Management of Cystitis
For uncomplicated cystitis, first-line treatment is trimethoprim-sulfamethoxazole (160/800 mg twice daily for 3 days) in regions where local E. coli resistance is below 20%, nitrofurantoin monohydrate/macrocrystals (100 mg twice daily for 5 days), or fosfomycin trometamol (3 g single dose). 1
Diagnostic Approach
- Diagnosis is primarily clinical based on:
- Frequency and dysuria
- Normal physical exam or suprapubic tenderness
- Urinalysis is recommended, but routine urine culture is not necessary for uncomplicated cases 2
- Obtain urine culture before treatment in:
- Suspected pyelonephritis
- Symptoms that persist or recur within 2-4 weeks after treatment
- Atypical presentations 2
Treatment Algorithm
First-Line Options for Uncomplicated Cystitis
Trimethoprim-sulfamethoxazole (TMP-SMX)
Nitrofurantoin monohydrate/macrocrystals
- Dosage: 100 mg twice daily
- Duration: 5 days
- Considerations: Avoid in patients with renal impairment (GFR <30 ml/min) and in third trimester of pregnancy 1
Fosfomycin trometamol
- Dosage: 3 g
- Duration: Single dose
- Considerations: Slightly lower cure rates (75-85%) compared to other regimens 4
Alternative Options
- Trimethoprim alone
- Dosage: 100 mg twice daily
- Duration: 3 days 1
Special Populations
Pregnant Women
- Nitrofurantoin 100 mg twice daily for 5-7 days (avoid in third trimester)
- Avoid TMP-SMX in first trimester (risk of birth defects) and third trimester (risk of kernicterus) 1
Diabetic Patients
- Similar treatment approach as non-diabetic women
- Ensure good glycemic control during treatment 1
Patients with Renal Impairment
- Avoid nitrofurantoin if GFR <30 ml/min
- Adjust dosage for TMP-SMX in severe renal impairment 1
Hemodialysis Patients
- TMP-SMX at half the standard dose (one single-strength tablet daily or one double-strength tablet three times weekly) after each dialysis session 1
Treatment Duration
- Uncomplicated cystitis: 3-5 days (depending on antibiotic)
- Complicated cystitis: 5-7 days
- Pyelonephritis: 10-14 days 1
Follow-up
- Evaluate clinical response within 48-72 hours of initiating therapy
- No routine follow-up urine culture needed in patients who respond to therapy
- Consider follow-up urine culture 7 days after completing treatment in:
- Persistent symptoms
- Recurrent infections
- Complicated cases 1
Prevention Strategies
Antibiotic prophylaxis options:
- Nitrofurantoin 50-100 mg daily
- Trimethoprim 100 mg daily
- Post-coital single dose when UTIs are related to sexual activity 1
Non-antibiotic alternatives:
- Methenamine hippurate (1 g twice daily)
- Cranberry products containing 36 mg proanthocyanidin
- Increased water intake (additional 1.5L daily)

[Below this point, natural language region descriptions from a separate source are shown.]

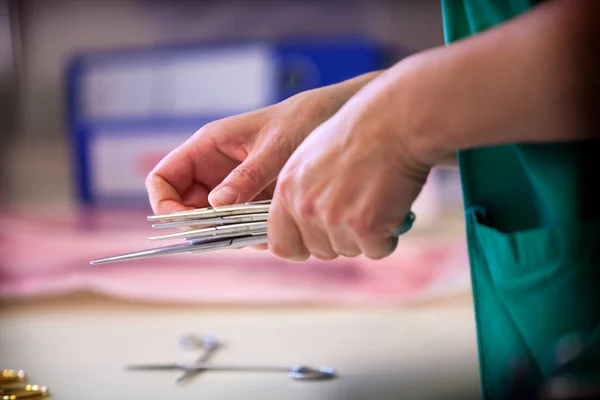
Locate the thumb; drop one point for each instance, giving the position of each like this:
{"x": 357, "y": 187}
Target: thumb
{"x": 246, "y": 181}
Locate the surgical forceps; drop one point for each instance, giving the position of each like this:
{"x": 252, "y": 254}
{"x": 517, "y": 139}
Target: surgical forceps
{"x": 215, "y": 228}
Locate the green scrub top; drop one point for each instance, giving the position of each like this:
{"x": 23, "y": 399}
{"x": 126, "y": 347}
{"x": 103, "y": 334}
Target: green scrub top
{"x": 533, "y": 234}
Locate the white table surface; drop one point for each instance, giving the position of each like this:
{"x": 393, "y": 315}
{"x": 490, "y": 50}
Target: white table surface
{"x": 78, "y": 346}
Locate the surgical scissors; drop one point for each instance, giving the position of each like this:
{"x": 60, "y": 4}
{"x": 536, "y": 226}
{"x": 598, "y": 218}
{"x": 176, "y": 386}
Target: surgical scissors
{"x": 296, "y": 372}
{"x": 215, "y": 228}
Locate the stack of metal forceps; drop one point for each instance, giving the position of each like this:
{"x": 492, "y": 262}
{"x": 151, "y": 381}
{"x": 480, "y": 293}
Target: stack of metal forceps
{"x": 213, "y": 228}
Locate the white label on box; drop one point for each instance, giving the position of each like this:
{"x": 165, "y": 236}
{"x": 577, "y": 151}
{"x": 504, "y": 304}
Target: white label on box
{"x": 216, "y": 81}
{"x": 120, "y": 163}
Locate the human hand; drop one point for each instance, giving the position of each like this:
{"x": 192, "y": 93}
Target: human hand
{"x": 349, "y": 186}
{"x": 237, "y": 159}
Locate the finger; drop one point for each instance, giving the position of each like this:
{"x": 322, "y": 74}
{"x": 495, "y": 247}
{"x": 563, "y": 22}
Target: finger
{"x": 375, "y": 247}
{"x": 171, "y": 177}
{"x": 343, "y": 242}
{"x": 163, "y": 197}
{"x": 256, "y": 173}
{"x": 284, "y": 238}
{"x": 316, "y": 239}
{"x": 195, "y": 196}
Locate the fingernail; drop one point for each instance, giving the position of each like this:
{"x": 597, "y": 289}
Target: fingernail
{"x": 225, "y": 195}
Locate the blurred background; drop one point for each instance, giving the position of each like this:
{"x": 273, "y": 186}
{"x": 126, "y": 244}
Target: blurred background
{"x": 93, "y": 93}
{"x": 168, "y": 67}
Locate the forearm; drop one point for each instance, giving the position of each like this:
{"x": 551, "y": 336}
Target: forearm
{"x": 532, "y": 79}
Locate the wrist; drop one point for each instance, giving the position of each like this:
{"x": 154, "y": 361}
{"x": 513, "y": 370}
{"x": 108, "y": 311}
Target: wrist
{"x": 415, "y": 103}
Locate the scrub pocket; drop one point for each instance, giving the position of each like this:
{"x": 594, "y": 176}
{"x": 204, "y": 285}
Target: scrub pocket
{"x": 531, "y": 288}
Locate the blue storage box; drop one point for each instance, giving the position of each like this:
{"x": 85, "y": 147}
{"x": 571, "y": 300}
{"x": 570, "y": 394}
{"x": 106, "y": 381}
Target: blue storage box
{"x": 128, "y": 109}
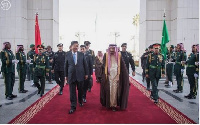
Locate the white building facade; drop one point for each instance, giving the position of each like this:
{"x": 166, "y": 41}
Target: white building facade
{"x": 182, "y": 19}
{"x": 17, "y": 24}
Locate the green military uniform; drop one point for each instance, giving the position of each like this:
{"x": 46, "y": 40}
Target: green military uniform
{"x": 8, "y": 68}
{"x": 155, "y": 64}
{"x": 30, "y": 56}
{"x": 147, "y": 78}
{"x": 191, "y": 69}
{"x": 21, "y": 68}
{"x": 170, "y": 65}
{"x": 41, "y": 67}
{"x": 90, "y": 52}
{"x": 178, "y": 69}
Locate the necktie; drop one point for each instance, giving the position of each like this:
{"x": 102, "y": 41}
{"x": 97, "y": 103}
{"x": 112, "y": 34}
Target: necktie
{"x": 74, "y": 57}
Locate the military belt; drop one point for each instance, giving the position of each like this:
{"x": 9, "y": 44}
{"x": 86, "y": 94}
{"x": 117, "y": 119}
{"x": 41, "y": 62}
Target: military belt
{"x": 190, "y": 65}
{"x": 42, "y": 67}
{"x": 155, "y": 67}
{"x": 178, "y": 63}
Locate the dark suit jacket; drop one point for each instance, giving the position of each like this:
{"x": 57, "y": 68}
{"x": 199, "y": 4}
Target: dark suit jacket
{"x": 76, "y": 72}
{"x": 89, "y": 63}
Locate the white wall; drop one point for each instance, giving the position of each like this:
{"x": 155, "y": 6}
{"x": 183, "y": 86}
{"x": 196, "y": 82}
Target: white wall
{"x": 17, "y": 25}
{"x": 13, "y": 24}
{"x": 48, "y": 21}
{"x": 182, "y": 19}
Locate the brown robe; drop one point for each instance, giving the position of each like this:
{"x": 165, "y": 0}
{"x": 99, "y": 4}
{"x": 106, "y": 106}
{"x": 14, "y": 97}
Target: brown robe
{"x": 98, "y": 67}
{"x": 123, "y": 85}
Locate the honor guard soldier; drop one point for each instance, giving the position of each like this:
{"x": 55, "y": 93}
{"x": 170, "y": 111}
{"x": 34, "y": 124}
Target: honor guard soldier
{"x": 180, "y": 57}
{"x": 8, "y": 68}
{"x": 154, "y": 67}
{"x": 21, "y": 67}
{"x": 88, "y": 58}
{"x": 143, "y": 63}
{"x": 128, "y": 58}
{"x": 50, "y": 54}
{"x": 170, "y": 66}
{"x": 90, "y": 52}
{"x": 41, "y": 68}
{"x": 192, "y": 73}
{"x": 30, "y": 56}
{"x": 58, "y": 67}
{"x": 147, "y": 78}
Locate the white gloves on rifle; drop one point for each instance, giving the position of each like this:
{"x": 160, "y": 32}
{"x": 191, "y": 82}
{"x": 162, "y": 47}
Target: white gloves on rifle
{"x": 196, "y": 75}
{"x": 28, "y": 61}
{"x": 15, "y": 61}
{"x": 182, "y": 71}
{"x": 197, "y": 63}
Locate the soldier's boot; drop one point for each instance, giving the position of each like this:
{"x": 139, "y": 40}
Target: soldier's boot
{"x": 192, "y": 97}
{"x": 156, "y": 101}
{"x": 60, "y": 92}
{"x": 169, "y": 85}
{"x": 186, "y": 96}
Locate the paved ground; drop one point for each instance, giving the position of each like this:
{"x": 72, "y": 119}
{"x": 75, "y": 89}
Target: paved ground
{"x": 11, "y": 108}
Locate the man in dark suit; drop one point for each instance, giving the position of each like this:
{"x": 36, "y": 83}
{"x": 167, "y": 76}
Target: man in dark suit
{"x": 58, "y": 67}
{"x": 76, "y": 72}
{"x": 88, "y": 58}
{"x": 128, "y": 58}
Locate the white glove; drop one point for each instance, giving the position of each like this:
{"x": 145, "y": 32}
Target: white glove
{"x": 28, "y": 61}
{"x": 197, "y": 63}
{"x": 16, "y": 61}
{"x": 182, "y": 71}
{"x": 183, "y": 62}
{"x": 196, "y": 75}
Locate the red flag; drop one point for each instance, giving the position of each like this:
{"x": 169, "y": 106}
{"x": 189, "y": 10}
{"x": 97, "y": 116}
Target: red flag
{"x": 37, "y": 34}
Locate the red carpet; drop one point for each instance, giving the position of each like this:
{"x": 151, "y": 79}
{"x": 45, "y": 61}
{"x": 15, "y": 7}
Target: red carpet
{"x": 53, "y": 109}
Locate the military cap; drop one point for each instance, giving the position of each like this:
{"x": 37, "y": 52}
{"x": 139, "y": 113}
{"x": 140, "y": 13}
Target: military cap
{"x": 6, "y": 43}
{"x": 172, "y": 46}
{"x": 87, "y": 43}
{"x": 60, "y": 44}
{"x": 151, "y": 47}
{"x": 156, "y": 45}
{"x": 112, "y": 45}
{"x": 32, "y": 45}
{"x": 40, "y": 46}
{"x": 74, "y": 42}
{"x": 124, "y": 44}
{"x": 82, "y": 46}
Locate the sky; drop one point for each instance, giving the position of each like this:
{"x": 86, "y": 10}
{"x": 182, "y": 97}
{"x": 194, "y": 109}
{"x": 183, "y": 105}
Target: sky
{"x": 97, "y": 21}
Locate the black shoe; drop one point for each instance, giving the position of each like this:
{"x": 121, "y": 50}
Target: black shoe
{"x": 9, "y": 98}
{"x": 166, "y": 82}
{"x": 175, "y": 90}
{"x": 25, "y": 90}
{"x": 72, "y": 111}
{"x": 39, "y": 90}
{"x": 192, "y": 97}
{"x": 14, "y": 96}
{"x": 148, "y": 89}
{"x": 168, "y": 86}
{"x": 84, "y": 100}
{"x": 81, "y": 104}
{"x": 60, "y": 93}
{"x": 114, "y": 109}
{"x": 186, "y": 96}
{"x": 156, "y": 101}
{"x": 179, "y": 91}
{"x": 22, "y": 91}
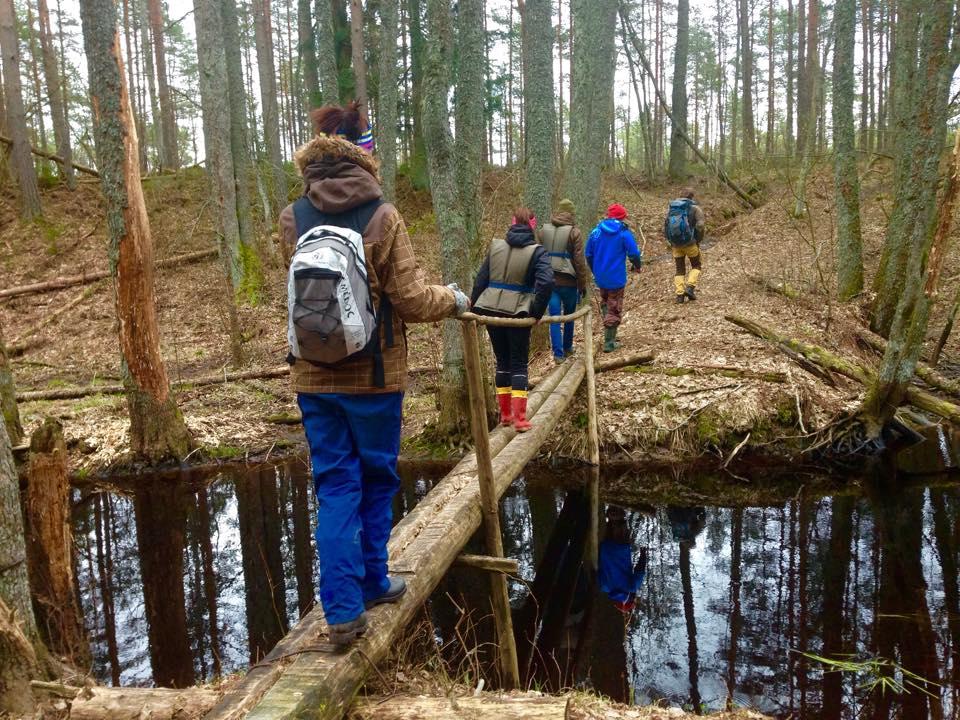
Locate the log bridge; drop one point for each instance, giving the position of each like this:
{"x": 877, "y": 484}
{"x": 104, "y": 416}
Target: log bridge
{"x": 303, "y": 677}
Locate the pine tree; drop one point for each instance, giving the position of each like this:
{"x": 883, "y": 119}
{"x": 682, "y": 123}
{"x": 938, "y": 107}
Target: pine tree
{"x": 539, "y": 105}
{"x": 169, "y": 145}
{"x": 387, "y": 98}
{"x": 268, "y": 102}
{"x": 16, "y": 119}
{"x": 157, "y": 430}
{"x": 678, "y": 147}
{"x": 593, "y": 71}
{"x": 846, "y": 180}
{"x": 925, "y": 106}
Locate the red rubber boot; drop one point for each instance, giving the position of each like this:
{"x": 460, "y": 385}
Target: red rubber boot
{"x": 520, "y": 423}
{"x": 506, "y": 414}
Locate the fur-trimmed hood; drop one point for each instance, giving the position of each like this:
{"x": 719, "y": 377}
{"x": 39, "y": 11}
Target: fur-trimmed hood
{"x": 331, "y": 148}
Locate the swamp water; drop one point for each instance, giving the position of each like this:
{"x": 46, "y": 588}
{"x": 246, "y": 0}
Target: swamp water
{"x": 746, "y": 582}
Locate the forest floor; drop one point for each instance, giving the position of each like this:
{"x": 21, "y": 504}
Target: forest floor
{"x": 682, "y": 406}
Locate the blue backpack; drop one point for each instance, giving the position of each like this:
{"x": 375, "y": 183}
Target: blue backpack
{"x": 677, "y": 228}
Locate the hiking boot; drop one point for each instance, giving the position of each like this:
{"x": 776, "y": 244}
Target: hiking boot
{"x": 342, "y": 634}
{"x": 503, "y": 398}
{"x": 520, "y": 422}
{"x": 610, "y": 339}
{"x": 393, "y": 594}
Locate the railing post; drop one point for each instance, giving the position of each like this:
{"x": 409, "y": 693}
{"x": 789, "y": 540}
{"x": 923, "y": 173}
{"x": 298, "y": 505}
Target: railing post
{"x": 490, "y": 505}
{"x": 593, "y": 441}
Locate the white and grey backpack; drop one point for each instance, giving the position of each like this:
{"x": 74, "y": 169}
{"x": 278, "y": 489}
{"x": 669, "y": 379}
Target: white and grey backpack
{"x": 331, "y": 317}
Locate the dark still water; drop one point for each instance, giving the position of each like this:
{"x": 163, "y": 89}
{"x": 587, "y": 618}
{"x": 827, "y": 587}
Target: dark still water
{"x": 698, "y": 599}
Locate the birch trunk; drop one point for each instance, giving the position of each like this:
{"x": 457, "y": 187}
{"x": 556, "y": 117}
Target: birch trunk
{"x": 157, "y": 430}
{"x": 539, "y": 103}
{"x": 387, "y": 101}
{"x": 678, "y": 148}
{"x": 16, "y": 119}
{"x": 51, "y": 71}
{"x": 845, "y": 178}
{"x": 169, "y": 152}
{"x": 268, "y": 101}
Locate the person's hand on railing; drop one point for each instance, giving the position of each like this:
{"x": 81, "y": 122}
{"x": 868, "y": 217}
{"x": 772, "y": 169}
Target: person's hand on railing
{"x": 461, "y": 300}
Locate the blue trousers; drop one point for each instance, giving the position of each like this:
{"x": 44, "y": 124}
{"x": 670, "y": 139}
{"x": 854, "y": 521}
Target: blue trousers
{"x": 354, "y": 443}
{"x": 563, "y": 301}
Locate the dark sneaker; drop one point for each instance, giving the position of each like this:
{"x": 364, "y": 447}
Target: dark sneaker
{"x": 393, "y": 594}
{"x": 342, "y": 634}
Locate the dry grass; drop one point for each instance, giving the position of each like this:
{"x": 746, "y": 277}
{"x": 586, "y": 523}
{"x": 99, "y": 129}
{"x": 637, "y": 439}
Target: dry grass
{"x": 642, "y": 416}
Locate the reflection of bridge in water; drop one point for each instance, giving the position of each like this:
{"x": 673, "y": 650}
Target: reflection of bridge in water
{"x": 302, "y": 675}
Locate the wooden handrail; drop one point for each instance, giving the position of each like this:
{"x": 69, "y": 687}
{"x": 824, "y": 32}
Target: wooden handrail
{"x": 524, "y": 322}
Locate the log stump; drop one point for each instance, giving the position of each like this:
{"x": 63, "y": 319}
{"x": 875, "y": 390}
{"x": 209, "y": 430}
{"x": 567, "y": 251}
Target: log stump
{"x": 50, "y": 545}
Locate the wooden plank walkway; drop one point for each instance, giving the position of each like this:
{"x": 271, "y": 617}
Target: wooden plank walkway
{"x": 301, "y": 678}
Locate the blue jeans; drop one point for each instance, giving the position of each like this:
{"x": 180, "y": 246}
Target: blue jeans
{"x": 563, "y": 301}
{"x": 354, "y": 443}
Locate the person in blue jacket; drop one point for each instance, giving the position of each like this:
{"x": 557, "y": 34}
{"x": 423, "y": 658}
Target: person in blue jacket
{"x": 620, "y": 578}
{"x": 610, "y": 245}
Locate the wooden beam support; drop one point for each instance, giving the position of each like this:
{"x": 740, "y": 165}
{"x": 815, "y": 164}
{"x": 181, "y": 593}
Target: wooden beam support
{"x": 321, "y": 685}
{"x": 490, "y": 502}
{"x": 453, "y": 503}
{"x": 508, "y": 566}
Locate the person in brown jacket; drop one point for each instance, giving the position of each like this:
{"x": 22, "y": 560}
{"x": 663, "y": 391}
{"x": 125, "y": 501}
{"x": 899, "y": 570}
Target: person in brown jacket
{"x": 563, "y": 241}
{"x": 351, "y": 410}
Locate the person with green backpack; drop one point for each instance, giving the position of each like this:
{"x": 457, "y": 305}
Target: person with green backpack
{"x": 683, "y": 230}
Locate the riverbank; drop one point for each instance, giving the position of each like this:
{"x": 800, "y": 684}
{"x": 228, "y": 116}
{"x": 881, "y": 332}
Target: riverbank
{"x": 711, "y": 390}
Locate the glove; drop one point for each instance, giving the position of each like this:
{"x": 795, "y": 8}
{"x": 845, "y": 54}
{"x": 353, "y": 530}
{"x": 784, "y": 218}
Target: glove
{"x": 461, "y": 300}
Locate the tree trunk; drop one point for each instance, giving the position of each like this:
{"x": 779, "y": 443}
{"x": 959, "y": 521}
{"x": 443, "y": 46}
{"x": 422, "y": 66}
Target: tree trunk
{"x": 791, "y": 74}
{"x": 50, "y": 547}
{"x": 539, "y": 101}
{"x": 250, "y": 282}
{"x": 16, "y": 120}
{"x": 8, "y": 397}
{"x": 307, "y": 42}
{"x": 268, "y": 100}
{"x": 51, "y": 70}
{"x": 592, "y": 73}
{"x": 327, "y": 52}
{"x": 19, "y": 641}
{"x": 157, "y": 430}
{"x": 845, "y": 178}
{"x": 169, "y": 150}
{"x": 357, "y": 54}
{"x": 923, "y": 141}
{"x": 888, "y": 282}
{"x": 447, "y": 203}
{"x": 418, "y": 153}
{"x": 746, "y": 75}
{"x": 387, "y": 130}
{"x": 678, "y": 107}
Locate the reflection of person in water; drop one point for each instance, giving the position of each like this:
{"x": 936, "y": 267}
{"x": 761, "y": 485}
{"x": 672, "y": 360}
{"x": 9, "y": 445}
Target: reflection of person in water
{"x": 619, "y": 577}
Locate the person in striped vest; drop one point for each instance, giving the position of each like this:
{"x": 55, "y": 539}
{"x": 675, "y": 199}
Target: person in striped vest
{"x": 515, "y": 280}
{"x": 563, "y": 241}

- Urinating after sexual activity 1
Common Pitfalls and Caveats
Antibiotic Resistance: Local resistance patterns significantly impact treatment success. TMP-SMX should be avoided in areas with >20% resistance rates 1, 5
Overtreatment: Treating asymptomatic bacteriuria increases antibiotic resistance without clinical benefit 1
Prolonged Treatment: Extended courses increase side effect risk and resistance without improving outcomes 1
Beta-lactams: Amoxicillin/clavulanate, cefaclor, cefdinir, and cefpodoxime are not recommended for initial treatment due to resistance concerns 2
Fluoroquinolones: Despite effectiveness, should be reserved for more invasive infections to prevent resistance development 6
Adverse Effects: Monitor for side effects, particularly with TMP-SMX (hyperkalemia, increased serum creatinine, acute kidney injury, and bone marrow suppression) 1
The evidence consistently supports short-course therapy for uncomplicated cystitis, with treatment choice guided by local resistance patterns. Immediate antimicrobial therapy is recommended over delayed treatment or symptom management alone 6.